November 16, 2000
The Birth of Chutzpah
We believe in a God who dreams. The Torah is the story of the transaction between God's dreams and human reality. God dreams of a world of goodness. God creates humanity - fashioned in the divine image - to share the dream. But human beings betrayed God's dreams. We filled the world with violence and murder. God despaired of having created humanity and decided to wash the world clean. But one human being caught God's eye - one good man. So God saved Noah and his family, together with a set of earth's animals to begin the world again.
And again, humanity disappointed God. We defiled God's world with idolatry and evil. Once more, God's dream was betrayed. This time, God pursued a different strategy - God took a partner. Having failed to create the good man, having failed to choose the good man, God endeavored to teach goodness, beginning with one family, one man - Abraham. Through Abraham, God would reach humanity's heart and share the divine dream. "Go forth... and be a blessing" (Gen. 12:1-2).
This is the Torah's most radical idea: God needs us. God enlists us as partners. To share the dream of a world of goodness, God establishes a covenant with us.
Partnership is a unique relationship. A partner must disclose himself. God wonders: "Shall I hide from Abraham what I am about to do? ... Since I have singled him out that he may instruct his children to keep the way of the Lord" (Gen. 18:17-19). God is bound by the terms of the covenant.
How radical is this? Contrast it with another biblical character. Job lost his children, wealth and health. Out of his agony, he accuses God and despairs of God's justice in the world: "He destroys the blameless and the guilty... The earth is handed over to the wicked. He covers the eyes of its judges. If it is not He, then who?" (Job 9:22-24) Finally, God responds to Job, "out of the tempest [God] said, 'Who is this who darkens counsel, speaking without knowledge?'" (Job 38:1) Displaying the sweep of divine power, God challenges Job: "Where were you when I laid the foundations of the earth? Have you ever commanded the day to break? Have you penetrated to the sources of the sea?" (Job 38: 4, 12, 16) Stunned into submission by God's awesome power, Job surrenders, "I know that you can do everything, that nothing is impossible for you... I therefore recant and relent being but dust and ashes," Job says (Job 42:2-6). Job is not part of the covenant.
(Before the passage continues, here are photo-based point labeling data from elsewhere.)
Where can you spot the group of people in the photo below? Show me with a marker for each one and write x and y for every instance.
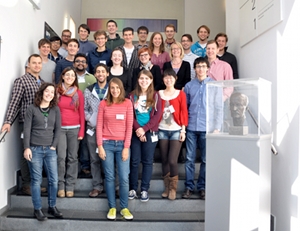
(114, 101)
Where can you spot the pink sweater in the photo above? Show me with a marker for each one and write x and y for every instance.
(115, 122)
(70, 116)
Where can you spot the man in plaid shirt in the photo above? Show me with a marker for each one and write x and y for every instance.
(22, 96)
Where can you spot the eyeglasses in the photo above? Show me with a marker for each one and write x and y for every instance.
(169, 77)
(69, 75)
(201, 66)
(56, 42)
(144, 55)
(80, 61)
(100, 38)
He accepts God's display of power as the last word and relents before he receives the explanation of God's justice that he had so adamantly sought.
In contrast, Abraham is God's partner, and partners can disagree. When God decries the evil of Sodom, "Abraham came forward and said, 'Will you sweep away the innocent along with the guilty? ... Far be it from you to do such a thing to bring death upon the innocent as well as the guilty, so that righteous and the evil fare alike. Far be it from you! Shall not the judge of all the earth do justice?... I venture to speak to my Lord, I who am but dust and ashes.'" (Gen. 18:23-25, 27)
The language echoes Job. Abraham, too, knows he is dust and ashes, but Abraham is God's partner, and partners are accountable to one another. Partners share a common moral language. In the ensuing narrative, Abraham bargains with God. For 50 righteous, God will spare the city. For 45, 40, 30, 20, 10. It is breathtaking to witness. Undaunted by God's power, Abraham assails God in the name of God's own dream. Thus is born covenantal chutzpah - the quintessential element of Jewish character.
Covenantal chutzpah reflects an unremitting expectation and demand that the world can rise to a higher moral standard. Cynicism, stoic resignation, passivity and surrender are foreign to the Jewish character. Serenity is not a Jewish virtue - not as long as the world is filled with evil and suffering. We share God's dreams. We are not about to accept quietly the world as it is. We are God's partner. In that is our highest purpose.